The population boom in Nashville has helped improve baseball with new facilities being built in Tennessee. Vitello sees the Vols and Vanderbilt reaching the CWS in the same year as the next step creating more interest.

"To me, this should be another spark for yet another flame in the communities that we're all surrounded by, and bleeding all the way down into west Tennessee and closer to Memphis," Vitello said. "It should spark even another age group or maybe another wave of improvement in the baseball in our state."

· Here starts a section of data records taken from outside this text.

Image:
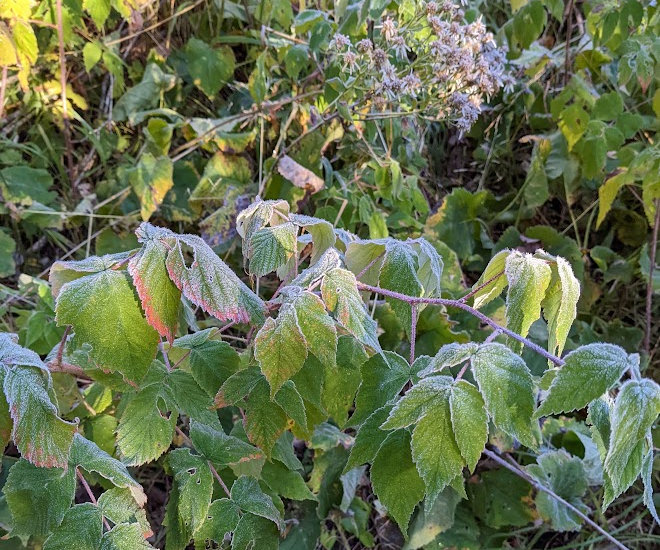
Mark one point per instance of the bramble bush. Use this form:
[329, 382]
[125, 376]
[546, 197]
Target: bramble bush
[343, 274]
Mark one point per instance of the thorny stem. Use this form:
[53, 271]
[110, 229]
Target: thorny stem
[413, 331]
[91, 496]
[461, 305]
[649, 285]
[481, 286]
[539, 487]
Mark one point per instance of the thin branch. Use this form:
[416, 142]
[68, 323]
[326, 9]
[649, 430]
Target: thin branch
[460, 305]
[649, 285]
[539, 487]
[65, 112]
[481, 287]
[413, 331]
[91, 496]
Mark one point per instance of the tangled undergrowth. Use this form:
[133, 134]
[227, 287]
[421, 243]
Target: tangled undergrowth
[333, 274]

However, the Commodores and Vols won't face each other until next season unless each advances out of the double-elimination brackets to reach the best-of-three championship series that begins June 28.

The CWS begins this weekend with a doubleheader of first-round matchups each day. On Saturday, surprising N.C. State (35-18) faces ninth-seeded Stanford (38-15) at 2 p.m. Eastern, and Vanderbilt takes on No. 5 Arizona (45-16) at 7 with ESPN televising both games. ESPN2 will televise Sunday's games: Tennessee plays Virginia (35-25) at 2 p.m., and Mississippi State (45-16) goes against No. 2 Texas (47-15) at 7.

Tennessee has been doing its part to fan the flames of attention its baseball program is receiving. Peyton Manning, the former Vols quarterback and five-time NFL MVP who will be inducted into the Pro Football Hall of Fame in August, taught Vitello the proper way to say "Omaha" in a video shared Tuesday on social media.

"He's hosted 'Saturday Night Live,' for gosh sakes, and I've got no idea what I'm doing," Vitello said. "And I know anything that Peyton's in is going to get attention."